Les autorités chinoises ont demandé à des employés de onze restaurants halal pékinois de couvrir ou d’effacer les écritures arabes ou symboles musulmans présents dans le commerce. Une décision qui s’inscrit dans un contexte de «sinisation» et de contrôle des religions.

«Ils nous parlent toujours d’unité nationale, et que la Chine s’internationalise. Mais c’est de l’unité nationale, ça?». À Pékin, les autorités chinoises ont exigé auprès d’employés de onze restaurants de retirer de leurs échoppes toutes écritures et symboles qui s’apparentent à l’islam, rapporte Reuters ce 1er août. Sont ainsi visés les croissants de lune, mais aussi le mot «halal» écrit en arabe.

«Ils nous ont dit que c’était de la culture étrangère, et que nous devrions utiliser plus de culture chinoise», a affirmé auprès de l’agence de presse le directeur d’un restaurant de nouilles. Selon lui, il a dû retirer le mot «halal» devant les autorités, qui l’ont regardé faire. Certains magasins ont remplacé les caractères arabiques de leurs échoppes par les termes «qing zhen», qui signifient «halal» en chinois. Si la plupart des employés interrogés n’avaient pas de réticence à couvrir les écritures, l’un des intervenants a accusé les autorités chinoises de vouloir «effacer» la culture musulmane.

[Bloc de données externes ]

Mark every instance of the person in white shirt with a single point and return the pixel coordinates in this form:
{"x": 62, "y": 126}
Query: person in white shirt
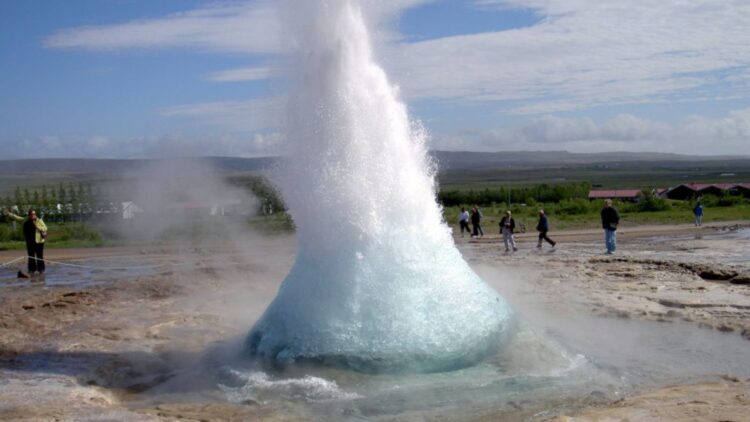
{"x": 507, "y": 226}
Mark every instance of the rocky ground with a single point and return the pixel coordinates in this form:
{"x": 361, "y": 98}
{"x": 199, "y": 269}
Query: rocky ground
{"x": 74, "y": 352}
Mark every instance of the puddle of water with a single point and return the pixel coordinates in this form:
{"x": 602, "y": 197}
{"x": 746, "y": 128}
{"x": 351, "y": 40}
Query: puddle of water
{"x": 90, "y": 273}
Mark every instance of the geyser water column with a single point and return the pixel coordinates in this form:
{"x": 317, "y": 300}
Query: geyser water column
{"x": 378, "y": 284}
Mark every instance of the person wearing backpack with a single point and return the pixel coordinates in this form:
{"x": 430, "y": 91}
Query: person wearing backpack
{"x": 610, "y": 220}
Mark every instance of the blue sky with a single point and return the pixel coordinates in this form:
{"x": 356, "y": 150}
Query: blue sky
{"x": 133, "y": 78}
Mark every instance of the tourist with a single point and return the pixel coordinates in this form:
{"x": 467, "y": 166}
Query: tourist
{"x": 543, "y": 227}
{"x": 610, "y": 220}
{"x": 698, "y": 211}
{"x": 479, "y": 221}
{"x": 476, "y": 222}
{"x": 507, "y": 226}
{"x": 463, "y": 221}
{"x": 35, "y": 233}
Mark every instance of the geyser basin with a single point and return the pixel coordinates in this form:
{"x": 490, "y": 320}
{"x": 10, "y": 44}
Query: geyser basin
{"x": 378, "y": 284}
{"x": 414, "y": 309}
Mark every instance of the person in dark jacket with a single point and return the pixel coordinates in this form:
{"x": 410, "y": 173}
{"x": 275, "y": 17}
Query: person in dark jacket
{"x": 698, "y": 212}
{"x": 476, "y": 222}
{"x": 35, "y": 233}
{"x": 543, "y": 227}
{"x": 610, "y": 220}
{"x": 507, "y": 226}
{"x": 463, "y": 221}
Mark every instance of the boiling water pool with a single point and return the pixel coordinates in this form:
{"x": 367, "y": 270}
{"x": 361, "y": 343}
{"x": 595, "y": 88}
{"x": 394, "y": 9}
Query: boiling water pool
{"x": 544, "y": 370}
{"x": 554, "y": 363}
{"x": 83, "y": 273}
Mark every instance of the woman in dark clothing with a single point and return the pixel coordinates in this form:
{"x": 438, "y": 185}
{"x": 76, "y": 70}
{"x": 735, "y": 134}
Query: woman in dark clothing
{"x": 543, "y": 227}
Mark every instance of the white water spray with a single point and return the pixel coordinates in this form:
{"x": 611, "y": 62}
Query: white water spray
{"x": 378, "y": 283}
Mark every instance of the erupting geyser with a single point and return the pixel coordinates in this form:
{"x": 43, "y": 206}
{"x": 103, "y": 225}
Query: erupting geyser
{"x": 378, "y": 284}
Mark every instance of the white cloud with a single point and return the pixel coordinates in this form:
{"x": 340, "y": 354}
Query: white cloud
{"x": 234, "y": 28}
{"x": 584, "y": 54}
{"x": 581, "y": 54}
{"x": 237, "y": 116}
{"x": 695, "y": 135}
{"x": 237, "y": 145}
{"x": 243, "y": 74}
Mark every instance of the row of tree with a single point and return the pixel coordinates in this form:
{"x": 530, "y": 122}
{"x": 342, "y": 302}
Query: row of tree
{"x": 50, "y": 195}
{"x": 539, "y": 193}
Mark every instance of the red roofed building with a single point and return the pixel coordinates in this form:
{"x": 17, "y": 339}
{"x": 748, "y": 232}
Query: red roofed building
{"x": 624, "y": 194}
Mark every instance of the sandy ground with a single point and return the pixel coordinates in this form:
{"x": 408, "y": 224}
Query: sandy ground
{"x": 104, "y": 350}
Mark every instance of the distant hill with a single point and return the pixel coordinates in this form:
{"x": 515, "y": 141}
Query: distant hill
{"x": 447, "y": 161}
{"x": 460, "y": 160}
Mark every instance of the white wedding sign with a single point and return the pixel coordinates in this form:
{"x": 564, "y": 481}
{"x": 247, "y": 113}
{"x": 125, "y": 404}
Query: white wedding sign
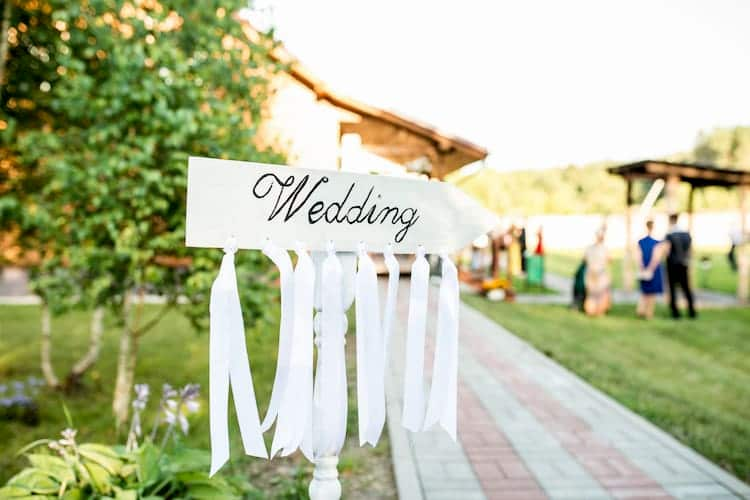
{"x": 255, "y": 202}
{"x": 325, "y": 217}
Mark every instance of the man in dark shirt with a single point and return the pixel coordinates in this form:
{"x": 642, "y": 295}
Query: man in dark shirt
{"x": 678, "y": 262}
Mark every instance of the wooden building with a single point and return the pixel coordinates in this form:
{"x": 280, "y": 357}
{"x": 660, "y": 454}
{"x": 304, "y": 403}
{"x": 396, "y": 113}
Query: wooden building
{"x": 320, "y": 128}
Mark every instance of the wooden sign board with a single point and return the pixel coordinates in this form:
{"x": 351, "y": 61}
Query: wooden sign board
{"x": 255, "y": 201}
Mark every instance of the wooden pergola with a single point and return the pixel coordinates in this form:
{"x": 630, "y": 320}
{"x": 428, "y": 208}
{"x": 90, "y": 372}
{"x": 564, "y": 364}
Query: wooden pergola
{"x": 697, "y": 176}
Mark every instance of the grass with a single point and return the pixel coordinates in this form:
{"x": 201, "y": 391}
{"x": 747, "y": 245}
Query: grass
{"x": 176, "y": 354}
{"x": 718, "y": 277}
{"x": 691, "y": 378}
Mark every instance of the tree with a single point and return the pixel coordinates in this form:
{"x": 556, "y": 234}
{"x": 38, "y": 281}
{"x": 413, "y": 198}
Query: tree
{"x": 110, "y": 98}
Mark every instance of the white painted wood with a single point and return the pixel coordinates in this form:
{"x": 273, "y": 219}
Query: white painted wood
{"x": 254, "y": 201}
{"x": 325, "y": 484}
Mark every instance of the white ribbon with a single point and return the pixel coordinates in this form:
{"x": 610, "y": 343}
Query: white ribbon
{"x": 442, "y": 404}
{"x": 330, "y": 401}
{"x": 229, "y": 364}
{"x": 281, "y": 260}
{"x": 389, "y": 313}
{"x": 413, "y": 415}
{"x": 370, "y": 353}
{"x": 295, "y": 412}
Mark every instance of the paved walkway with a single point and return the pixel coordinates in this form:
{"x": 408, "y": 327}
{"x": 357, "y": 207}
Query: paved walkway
{"x": 529, "y": 429}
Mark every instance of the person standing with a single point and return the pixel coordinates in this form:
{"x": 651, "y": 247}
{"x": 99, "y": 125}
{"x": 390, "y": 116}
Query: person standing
{"x": 597, "y": 279}
{"x": 650, "y": 275}
{"x": 678, "y": 262}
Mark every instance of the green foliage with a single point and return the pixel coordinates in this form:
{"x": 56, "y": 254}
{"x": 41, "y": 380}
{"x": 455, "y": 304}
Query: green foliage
{"x": 104, "y": 102}
{"x": 86, "y": 470}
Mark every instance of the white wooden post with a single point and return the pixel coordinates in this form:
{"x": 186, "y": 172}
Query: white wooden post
{"x": 743, "y": 271}
{"x": 325, "y": 484}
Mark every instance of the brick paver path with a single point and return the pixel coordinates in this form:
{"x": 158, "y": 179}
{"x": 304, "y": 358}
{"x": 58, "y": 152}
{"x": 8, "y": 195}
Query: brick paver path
{"x": 529, "y": 429}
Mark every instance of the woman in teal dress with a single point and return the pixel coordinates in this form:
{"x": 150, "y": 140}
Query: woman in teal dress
{"x": 650, "y": 275}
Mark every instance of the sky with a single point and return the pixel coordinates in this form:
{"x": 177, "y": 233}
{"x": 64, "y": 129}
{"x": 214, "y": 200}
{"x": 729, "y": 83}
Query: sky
{"x": 539, "y": 83}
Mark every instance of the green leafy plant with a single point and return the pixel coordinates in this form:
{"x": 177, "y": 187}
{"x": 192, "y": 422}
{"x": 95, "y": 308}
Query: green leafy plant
{"x": 67, "y": 469}
{"x": 64, "y": 468}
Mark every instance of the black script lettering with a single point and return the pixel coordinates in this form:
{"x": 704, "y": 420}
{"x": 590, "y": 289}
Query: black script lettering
{"x": 314, "y": 210}
{"x": 409, "y": 223}
{"x": 291, "y": 198}
{"x": 350, "y": 219}
{"x": 385, "y": 211}
{"x": 338, "y": 205}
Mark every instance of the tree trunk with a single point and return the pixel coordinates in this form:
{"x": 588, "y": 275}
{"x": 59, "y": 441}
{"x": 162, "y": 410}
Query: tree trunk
{"x": 46, "y": 348}
{"x": 125, "y": 368}
{"x": 95, "y": 342}
{"x": 4, "y": 40}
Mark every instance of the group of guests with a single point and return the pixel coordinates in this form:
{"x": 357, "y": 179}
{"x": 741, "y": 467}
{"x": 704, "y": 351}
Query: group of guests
{"x": 675, "y": 249}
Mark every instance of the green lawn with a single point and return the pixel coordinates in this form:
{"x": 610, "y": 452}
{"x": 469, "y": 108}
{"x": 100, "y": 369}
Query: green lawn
{"x": 176, "y": 354}
{"x": 691, "y": 378}
{"x": 718, "y": 277}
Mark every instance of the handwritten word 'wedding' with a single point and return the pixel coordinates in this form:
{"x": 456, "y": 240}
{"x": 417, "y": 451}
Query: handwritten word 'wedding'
{"x": 292, "y": 197}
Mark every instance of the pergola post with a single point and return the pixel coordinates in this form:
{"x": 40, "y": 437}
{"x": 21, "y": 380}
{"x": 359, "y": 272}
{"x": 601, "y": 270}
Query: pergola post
{"x": 627, "y": 260}
{"x": 671, "y": 192}
{"x": 743, "y": 263}
{"x": 690, "y": 208}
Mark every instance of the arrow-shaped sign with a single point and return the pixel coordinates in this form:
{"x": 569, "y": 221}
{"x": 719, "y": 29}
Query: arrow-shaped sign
{"x": 253, "y": 202}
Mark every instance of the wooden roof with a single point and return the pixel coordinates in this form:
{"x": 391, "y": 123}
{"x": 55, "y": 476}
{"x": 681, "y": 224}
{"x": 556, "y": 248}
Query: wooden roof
{"x": 699, "y": 175}
{"x": 385, "y": 133}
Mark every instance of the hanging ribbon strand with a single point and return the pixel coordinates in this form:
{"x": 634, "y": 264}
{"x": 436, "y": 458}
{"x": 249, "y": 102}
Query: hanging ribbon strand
{"x": 295, "y": 413}
{"x": 389, "y": 313}
{"x": 370, "y": 352}
{"x": 330, "y": 379}
{"x": 229, "y": 364}
{"x": 281, "y": 260}
{"x": 442, "y": 403}
{"x": 413, "y": 415}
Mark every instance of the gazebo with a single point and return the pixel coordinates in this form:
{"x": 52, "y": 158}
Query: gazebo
{"x": 697, "y": 176}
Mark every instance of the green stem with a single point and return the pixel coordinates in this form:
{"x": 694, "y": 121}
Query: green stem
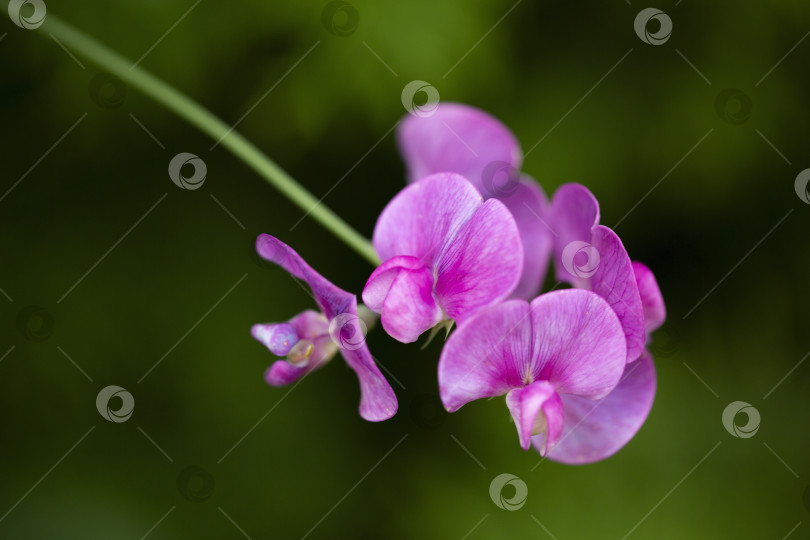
{"x": 209, "y": 124}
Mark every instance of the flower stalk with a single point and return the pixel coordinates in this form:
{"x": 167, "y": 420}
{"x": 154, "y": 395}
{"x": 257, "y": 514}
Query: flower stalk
{"x": 198, "y": 116}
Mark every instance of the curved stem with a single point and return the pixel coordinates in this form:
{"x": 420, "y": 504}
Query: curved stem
{"x": 209, "y": 124}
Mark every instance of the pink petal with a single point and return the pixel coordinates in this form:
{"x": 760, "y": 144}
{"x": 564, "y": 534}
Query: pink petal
{"x": 279, "y": 338}
{"x": 331, "y": 299}
{"x": 595, "y": 430}
{"x": 282, "y": 373}
{"x": 487, "y": 356}
{"x": 577, "y": 343}
{"x": 615, "y": 281}
{"x": 421, "y": 217}
{"x": 574, "y": 212}
{"x": 530, "y": 208}
{"x": 457, "y": 138}
{"x": 652, "y": 300}
{"x": 408, "y": 307}
{"x": 482, "y": 264}
{"x": 527, "y": 402}
{"x": 378, "y": 401}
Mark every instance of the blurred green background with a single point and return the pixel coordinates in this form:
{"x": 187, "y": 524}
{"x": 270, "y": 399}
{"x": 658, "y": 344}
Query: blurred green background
{"x": 271, "y": 464}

China has now banned Islam in Beijing!!

CCP has ordered halal restaurants and food stalls to remove Arabic script and symbols associated with Islam from their signs, part of an expanding national effort to « Sinicize » its Muslim population.

Contacté par Reuters, Zha Xi, membre de la Commission des affaires ethniques de la République Populaire de Chine, affirme que le pays protège et garantit les droits et intérêts de toutes les minorités ethniques. «Actuellement, notre régulation de la nourriture halal est gérée localement. Chaque province la régente selon les coutumes et habitudes de ses habitants», a-t-elle déclaré.

Cinq religions étroitement surveillées par la Chine

20 millions de musulmans sont présents en Chine. Et il existe environ 1000 restaurants halal à Pékin, indique The Independent . Cette nouvelle campagne s’inscrit dans un contexte de contrôle des religions. Comme le rapportait Le Figaro en 2018, la Chine a fait entrer en vigueur une législation qui limite les pratiques culturelles ne se conformant pas aux «réalités chinoises». La Chine veut ainsi «siniser» les croyances répandues sur le territoire.

Officiellement, le pays reconnaît cinq religions: le catholicisme, le protestantisme, le bouddhisme, le taoïsme et l’islam. Chacune d’entre elle est étroitement surveillée: par exemple, des églises indépendantes ont été fermées en 2018, et certaines croix ont été retirées du haut d’édifices religieux, parfois avec l’aide de grues, comme l’écrivait France 24 l’année dernière. Mais l’Islam demeure la religion qui est la plus scrutée par les autorités chinoises.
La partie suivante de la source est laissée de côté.